Bill said:
OK, I'm officially confused...I specifically said "two seconds or 20
seconds" as being "ten-fold" (as in, a thousand is a hundred "ten-fold"),
then you re-define "fold" as "ten times slower".
Sorry, I was confusing "fold" with "orders of magnitude". Fold, proper,
commonly means multiplication by that factor which makes what you said
correct and what I said wrong.
"6" was the magic number I was told (or actually read) to work with...
This may be true, and I don't doubt that it depends on the specific
function call and optimization "tricks" of the compiler in any event...
On a lot of modern architectures (this excludes x86-32 although it
includes x86-64) this is quite trivial (see below).
I will admit that the ever-increasing power and speed of computer
hardware does make a lot of these considerations practically moot...but
The point is not the speed of the hardware. No matter how fast the
hardware becomes a ten fold slowdown is STILL a ten fold slowdown. The
point is that x86-64 is not register starved allowing the compiler to
avoid using stacks to pass parameters and especially for the kind of
trivial functions we were discussing can also allow the compiler to do
*nothing* to pass parameters via overlays.
Hence for the kinds of functions we're discussing (small utility
functions to reduce indentation, remember that we're not discussing
function calling *in general*) passing parameters can be optimised to
generate zero instructions and calling the function itself generates
one instruction. On most modern machines that instruction takes the
same amount of time to execute as a conditional branch.
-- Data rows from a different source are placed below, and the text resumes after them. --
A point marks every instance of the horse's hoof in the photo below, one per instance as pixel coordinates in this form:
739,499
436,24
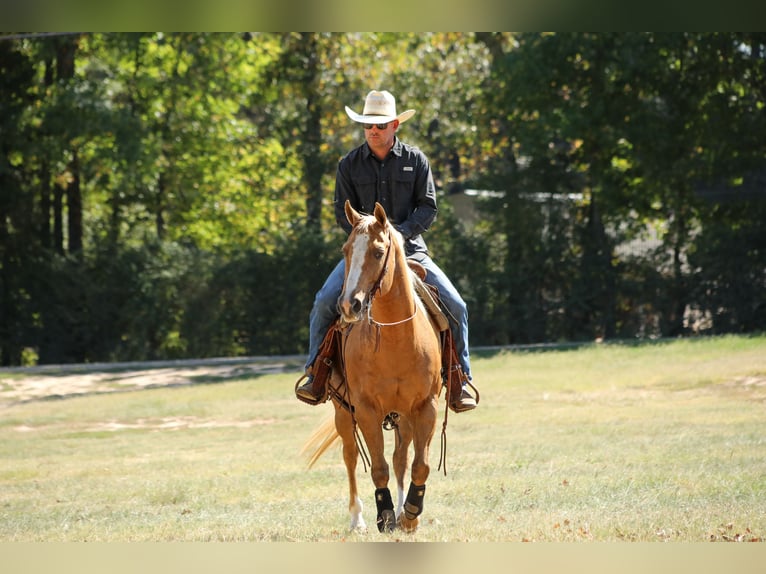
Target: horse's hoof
408,524
387,521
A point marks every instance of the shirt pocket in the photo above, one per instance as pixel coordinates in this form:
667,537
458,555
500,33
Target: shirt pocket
366,193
that still doesn't excuse how I saw people coding back when it made
a TREMENDOUS practical difference, and these WERE what had
to be considered the elite systems software engineers in the entire
world...
And now we have the conclusion. Your trick programming and inlining
WERE useful in the age of dino-mainframes where workstation CPUs were
nothing more than glorified microcontrollers. Today even lowly 50 cent
microcontrollers don't break a sweat executing deeply nested function
calls (unless you're doing something silly like directly generating
video signals on output pins without the help of graphics hardware).